We’ve also learned that the poor are not a monolithic group – we need to understand how to segment the market of 3 billion people living on less than $2.50 per day, and design products and services that meet each segment’s specific needs. A commitment to using the PPI and other research tools can help us do that.
There are many viable routes for delivering financial services to the poor. Today, there are a number of effective ways to deliver a range of financial services to poor households; a decade ago, MFIs were often the only entities doing so sustainably. There are almost 5 billion mobile phones in the developing world, and many mobile network operators are not only allowing payments (which can be critical in times of crisis for a poor household) but are also enabling the poor to use their phone to save in a number of ways. Commercial banks are thinking far more creatively these days and, in some markets, may provide the quickest route to scaling financial services for the poor. Some microfinance institutions are reinventing their business model to serve as banking correspondents, leveraging their strong field-based networks.

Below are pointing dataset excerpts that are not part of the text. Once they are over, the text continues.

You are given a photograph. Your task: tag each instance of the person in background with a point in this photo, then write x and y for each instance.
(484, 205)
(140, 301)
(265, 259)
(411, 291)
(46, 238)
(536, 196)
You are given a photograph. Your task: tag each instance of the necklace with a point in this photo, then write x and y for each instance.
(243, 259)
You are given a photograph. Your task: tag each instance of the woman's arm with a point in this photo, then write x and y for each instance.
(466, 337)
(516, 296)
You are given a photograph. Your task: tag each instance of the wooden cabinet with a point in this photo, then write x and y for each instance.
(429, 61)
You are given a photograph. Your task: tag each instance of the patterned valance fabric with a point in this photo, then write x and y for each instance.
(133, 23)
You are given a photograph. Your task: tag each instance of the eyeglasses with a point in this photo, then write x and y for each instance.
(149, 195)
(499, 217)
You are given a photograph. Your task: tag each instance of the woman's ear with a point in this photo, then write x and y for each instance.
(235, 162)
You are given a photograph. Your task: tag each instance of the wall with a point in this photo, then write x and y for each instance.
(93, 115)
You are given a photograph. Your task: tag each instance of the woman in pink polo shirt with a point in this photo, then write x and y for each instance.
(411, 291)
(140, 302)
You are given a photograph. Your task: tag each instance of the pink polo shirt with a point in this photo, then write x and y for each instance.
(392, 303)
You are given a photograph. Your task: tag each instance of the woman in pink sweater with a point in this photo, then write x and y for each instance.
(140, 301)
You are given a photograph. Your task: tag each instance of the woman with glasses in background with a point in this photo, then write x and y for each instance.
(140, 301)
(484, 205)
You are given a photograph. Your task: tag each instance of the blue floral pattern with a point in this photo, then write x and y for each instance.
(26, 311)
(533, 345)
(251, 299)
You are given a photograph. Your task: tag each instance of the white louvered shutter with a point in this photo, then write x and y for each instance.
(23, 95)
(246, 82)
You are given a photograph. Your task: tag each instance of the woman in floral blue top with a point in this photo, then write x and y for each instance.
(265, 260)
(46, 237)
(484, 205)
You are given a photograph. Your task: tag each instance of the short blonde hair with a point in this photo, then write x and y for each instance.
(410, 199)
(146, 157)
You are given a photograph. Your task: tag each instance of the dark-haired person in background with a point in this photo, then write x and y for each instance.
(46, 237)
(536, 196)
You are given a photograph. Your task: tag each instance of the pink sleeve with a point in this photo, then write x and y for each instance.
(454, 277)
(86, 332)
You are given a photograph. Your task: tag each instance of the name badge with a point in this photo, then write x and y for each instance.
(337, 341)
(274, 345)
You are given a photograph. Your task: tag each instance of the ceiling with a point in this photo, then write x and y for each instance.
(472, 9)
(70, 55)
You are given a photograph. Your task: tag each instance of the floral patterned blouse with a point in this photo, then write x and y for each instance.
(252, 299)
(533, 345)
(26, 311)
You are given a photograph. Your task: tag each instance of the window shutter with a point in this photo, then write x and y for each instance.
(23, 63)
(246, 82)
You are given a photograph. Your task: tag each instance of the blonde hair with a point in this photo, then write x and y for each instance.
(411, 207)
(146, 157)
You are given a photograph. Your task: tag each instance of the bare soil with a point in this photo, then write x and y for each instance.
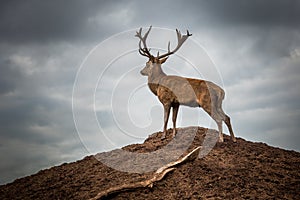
(242, 170)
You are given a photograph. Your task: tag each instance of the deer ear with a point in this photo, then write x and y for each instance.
(163, 60)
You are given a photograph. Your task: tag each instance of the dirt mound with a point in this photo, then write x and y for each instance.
(242, 170)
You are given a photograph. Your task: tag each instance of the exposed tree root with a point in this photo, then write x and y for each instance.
(157, 176)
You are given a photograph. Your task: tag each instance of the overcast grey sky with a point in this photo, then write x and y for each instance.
(253, 45)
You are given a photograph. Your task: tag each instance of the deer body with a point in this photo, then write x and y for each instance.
(173, 91)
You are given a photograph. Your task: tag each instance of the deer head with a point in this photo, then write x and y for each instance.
(153, 66)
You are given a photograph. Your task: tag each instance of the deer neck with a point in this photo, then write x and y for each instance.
(154, 79)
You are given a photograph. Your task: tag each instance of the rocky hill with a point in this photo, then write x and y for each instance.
(242, 170)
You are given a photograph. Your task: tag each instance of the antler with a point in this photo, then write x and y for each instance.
(143, 51)
(181, 39)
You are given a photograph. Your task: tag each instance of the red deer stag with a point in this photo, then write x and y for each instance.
(173, 91)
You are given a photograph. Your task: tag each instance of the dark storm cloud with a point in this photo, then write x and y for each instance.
(41, 21)
(219, 14)
(255, 12)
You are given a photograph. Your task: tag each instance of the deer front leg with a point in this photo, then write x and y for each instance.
(175, 112)
(167, 108)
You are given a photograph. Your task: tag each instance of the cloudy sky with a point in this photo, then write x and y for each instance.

Village savings-and-loan groups, in which the poor form organizations that allow for saving and lending, have taken root in parts of Africa and Asia. Agricultural cooperatives are professionalizing their operations and passing more capital to their members, who often are far beyond the reach of formal banks.
In other words, there are sometimes many ways to solve the same problem, based on what works best locally. What is right for one region may be wrong for another region. Approaches to providing financial services to the poor should be adapted to local market conditions and the needs of local populations.
Sustainability is a means to the end, not the end itself. In the kind of poverty-focused microfinance that Grameen Foundation advocates and promotes, earning profit should not be the end goal; rather, it is a tactic to sustainably deliver quality financial services to a growing number of poor households and thereby reduce poverty. When institutions focus solely on profits, rather than on the well-being of their customers, they have the potential to have a negative impact on their clients’ lives and negatively affect the public image of microfinance.
Financial services are necessary for all of us, but can be risky; whenever money is involved, there is upside as well as downside. When working with the world’s poorest and most vulnerable people, it is essential to ensure that their interests, safety and protection come first. For the poor to have long-term access to financial services, providers must be sustainable but they also must ensure their clients’ well-being. If clients thrive, the institution will thrive. Industry efforts, such as the SMART Campaign, the Seal of Excellence for Poverty Outreach and Transformation, and the Universal Standards for Social Performance Management (developed by the Social Performance Task Force) are leading the way to ensure that those providing financial services to the poor do so in a way that makes client well-being central to success.
1. Portfolios of the Poor: How the World's Poor Live on $2 a Day, Princeton University Press, 2009. Page 3.